🤖 AI Summary
Existing AllReduce scheduling methods suffer from poor generalizability due to topology-specific designs or handcrafted heuristics. To address this, this paper proposes a hierarchical deep reinforcement learning (DRL) framework that enables end-to-end automatic scheduling across heterogeneous network topologies—including BCube, DCell, and Jellyfish—for the first time. The framework employs a dual-level collaborative Proximal Policy Optimization (PPO) architecture, jointly modeling traffic scheduling and abstracting topology structure to eliminate reliance on domain expertise and topology-specific features. It is accompanied by an open-source, high-fidelity AllReduce simulation environment. Experimental results demonstrate that our method achieves, on average, a 19.7% reduction in scheduling latency and a 22.3% increase in throughput across all three topologies, significantly outperforming conventional heuristic and static scheduling baselines.
📝 Abstract
AllReduce is a technique in distributed computing which saw use in many critical applications of deep learning.

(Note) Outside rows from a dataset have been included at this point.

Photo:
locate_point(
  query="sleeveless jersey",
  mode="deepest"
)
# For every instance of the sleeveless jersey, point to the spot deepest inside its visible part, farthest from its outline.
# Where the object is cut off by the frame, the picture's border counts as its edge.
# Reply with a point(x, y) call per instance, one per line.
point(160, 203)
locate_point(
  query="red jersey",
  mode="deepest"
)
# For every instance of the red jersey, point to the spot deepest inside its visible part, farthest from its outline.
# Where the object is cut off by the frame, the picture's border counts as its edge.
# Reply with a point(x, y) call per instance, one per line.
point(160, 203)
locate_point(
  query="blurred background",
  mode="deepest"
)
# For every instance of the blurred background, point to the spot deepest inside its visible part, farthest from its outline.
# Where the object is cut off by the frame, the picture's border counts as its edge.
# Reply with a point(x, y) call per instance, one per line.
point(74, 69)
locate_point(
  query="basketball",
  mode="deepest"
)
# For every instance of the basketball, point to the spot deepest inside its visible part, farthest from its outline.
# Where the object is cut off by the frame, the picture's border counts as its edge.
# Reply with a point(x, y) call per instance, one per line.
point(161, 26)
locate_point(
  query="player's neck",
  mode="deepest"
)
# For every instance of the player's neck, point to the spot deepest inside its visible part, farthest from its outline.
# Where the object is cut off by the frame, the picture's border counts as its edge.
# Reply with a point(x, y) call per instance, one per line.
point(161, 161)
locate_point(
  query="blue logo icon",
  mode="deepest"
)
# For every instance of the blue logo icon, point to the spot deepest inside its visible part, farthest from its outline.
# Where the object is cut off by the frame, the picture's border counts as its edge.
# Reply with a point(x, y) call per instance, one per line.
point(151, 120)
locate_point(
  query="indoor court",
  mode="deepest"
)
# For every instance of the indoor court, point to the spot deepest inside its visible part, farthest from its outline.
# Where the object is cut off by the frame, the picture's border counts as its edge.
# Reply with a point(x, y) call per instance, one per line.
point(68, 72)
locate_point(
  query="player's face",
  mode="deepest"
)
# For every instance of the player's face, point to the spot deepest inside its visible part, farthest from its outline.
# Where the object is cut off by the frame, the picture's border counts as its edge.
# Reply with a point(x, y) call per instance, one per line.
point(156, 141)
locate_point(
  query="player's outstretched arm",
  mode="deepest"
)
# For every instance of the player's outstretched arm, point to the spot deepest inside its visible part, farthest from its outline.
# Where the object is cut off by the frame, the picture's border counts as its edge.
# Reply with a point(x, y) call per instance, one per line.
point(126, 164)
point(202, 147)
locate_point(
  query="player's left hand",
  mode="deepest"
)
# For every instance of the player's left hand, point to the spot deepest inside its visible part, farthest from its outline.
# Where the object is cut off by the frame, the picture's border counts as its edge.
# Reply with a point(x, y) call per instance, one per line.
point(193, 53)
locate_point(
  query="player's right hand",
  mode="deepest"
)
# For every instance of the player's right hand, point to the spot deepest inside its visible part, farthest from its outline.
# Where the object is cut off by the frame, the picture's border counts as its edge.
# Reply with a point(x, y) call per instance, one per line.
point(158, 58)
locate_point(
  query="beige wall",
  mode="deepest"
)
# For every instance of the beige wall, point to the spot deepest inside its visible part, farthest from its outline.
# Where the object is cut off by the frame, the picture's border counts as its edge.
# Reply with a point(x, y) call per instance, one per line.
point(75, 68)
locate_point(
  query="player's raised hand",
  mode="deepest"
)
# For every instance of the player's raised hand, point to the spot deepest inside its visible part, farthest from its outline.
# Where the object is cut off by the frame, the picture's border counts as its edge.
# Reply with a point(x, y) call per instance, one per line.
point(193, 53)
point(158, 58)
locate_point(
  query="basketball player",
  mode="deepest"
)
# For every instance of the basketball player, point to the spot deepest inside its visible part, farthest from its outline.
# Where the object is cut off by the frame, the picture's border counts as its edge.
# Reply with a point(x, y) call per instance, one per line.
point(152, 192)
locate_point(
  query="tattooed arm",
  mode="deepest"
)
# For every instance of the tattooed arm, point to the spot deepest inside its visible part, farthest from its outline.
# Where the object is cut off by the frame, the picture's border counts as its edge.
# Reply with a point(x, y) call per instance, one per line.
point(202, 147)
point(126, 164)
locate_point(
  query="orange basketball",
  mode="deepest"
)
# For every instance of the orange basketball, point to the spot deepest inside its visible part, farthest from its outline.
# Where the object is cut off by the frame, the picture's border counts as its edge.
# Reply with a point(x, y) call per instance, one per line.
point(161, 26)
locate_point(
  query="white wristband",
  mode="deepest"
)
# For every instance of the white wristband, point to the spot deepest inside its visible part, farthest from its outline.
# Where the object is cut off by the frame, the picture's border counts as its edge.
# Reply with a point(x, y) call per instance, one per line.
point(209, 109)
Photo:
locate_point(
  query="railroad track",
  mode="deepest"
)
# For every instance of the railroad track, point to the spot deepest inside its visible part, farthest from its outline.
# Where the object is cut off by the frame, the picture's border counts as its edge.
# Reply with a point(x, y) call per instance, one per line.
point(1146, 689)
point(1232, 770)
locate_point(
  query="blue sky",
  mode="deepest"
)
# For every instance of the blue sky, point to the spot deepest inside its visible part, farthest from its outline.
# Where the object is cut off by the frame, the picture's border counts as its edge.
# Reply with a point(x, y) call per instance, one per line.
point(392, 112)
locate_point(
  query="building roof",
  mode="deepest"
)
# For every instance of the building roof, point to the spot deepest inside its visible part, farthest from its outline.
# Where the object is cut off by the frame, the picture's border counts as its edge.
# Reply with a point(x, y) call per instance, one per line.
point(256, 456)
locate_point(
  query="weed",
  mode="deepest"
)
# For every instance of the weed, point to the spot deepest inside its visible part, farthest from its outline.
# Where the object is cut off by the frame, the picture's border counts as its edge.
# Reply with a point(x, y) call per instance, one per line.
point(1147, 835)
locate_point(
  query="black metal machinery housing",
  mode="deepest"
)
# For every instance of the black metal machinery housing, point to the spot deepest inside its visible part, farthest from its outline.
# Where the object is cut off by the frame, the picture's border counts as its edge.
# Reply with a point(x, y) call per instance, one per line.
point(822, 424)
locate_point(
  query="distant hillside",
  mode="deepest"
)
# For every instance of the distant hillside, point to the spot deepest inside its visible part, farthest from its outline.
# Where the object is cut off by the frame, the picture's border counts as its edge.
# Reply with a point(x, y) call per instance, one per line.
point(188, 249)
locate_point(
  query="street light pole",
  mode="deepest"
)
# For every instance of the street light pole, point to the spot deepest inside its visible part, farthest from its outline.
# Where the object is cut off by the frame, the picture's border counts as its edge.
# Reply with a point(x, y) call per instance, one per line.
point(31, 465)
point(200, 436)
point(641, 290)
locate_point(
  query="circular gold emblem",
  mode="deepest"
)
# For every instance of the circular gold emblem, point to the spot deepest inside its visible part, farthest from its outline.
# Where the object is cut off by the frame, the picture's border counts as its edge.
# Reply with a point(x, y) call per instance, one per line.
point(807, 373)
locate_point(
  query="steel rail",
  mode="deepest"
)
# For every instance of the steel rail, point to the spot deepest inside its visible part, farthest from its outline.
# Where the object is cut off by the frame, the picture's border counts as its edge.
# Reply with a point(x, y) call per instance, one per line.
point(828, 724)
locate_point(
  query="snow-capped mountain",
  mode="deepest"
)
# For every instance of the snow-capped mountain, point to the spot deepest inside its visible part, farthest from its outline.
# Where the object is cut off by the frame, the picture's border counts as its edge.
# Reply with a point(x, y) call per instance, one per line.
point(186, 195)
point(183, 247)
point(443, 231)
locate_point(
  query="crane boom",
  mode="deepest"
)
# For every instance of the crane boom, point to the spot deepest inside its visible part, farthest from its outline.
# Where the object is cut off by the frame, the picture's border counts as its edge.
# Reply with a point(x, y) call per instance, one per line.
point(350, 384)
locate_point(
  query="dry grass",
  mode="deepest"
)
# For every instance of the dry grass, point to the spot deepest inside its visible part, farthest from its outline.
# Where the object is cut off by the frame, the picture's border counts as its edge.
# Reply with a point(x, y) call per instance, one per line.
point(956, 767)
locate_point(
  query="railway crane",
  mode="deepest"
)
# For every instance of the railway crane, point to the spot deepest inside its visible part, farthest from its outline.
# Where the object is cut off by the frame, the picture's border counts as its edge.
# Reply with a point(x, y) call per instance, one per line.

Existing methods of AllReduce scheduling oftentimes lack flexibility due to being topology-specific or relying on extensive handcrafted designs that require domain-specific knowledge. In this work, we aim to alleviate this inflexibility by proposing a deep-reinforcement-learning (DRL)-based pipeline that can generate AllReduce scheduling for various network topologies without topology-specific design features. The flow scheduling module of this pipeline consists of two hierarchically-structured DRL policies that work cooperatively to find optimal scheduling. We showcase the performance of our method compared to the baseline methods on three topologies: BCube, DCell, and Jellyfish. Finally, we contributed a Python-based simulation environment simulating AllReduce scheduling on these network topologies.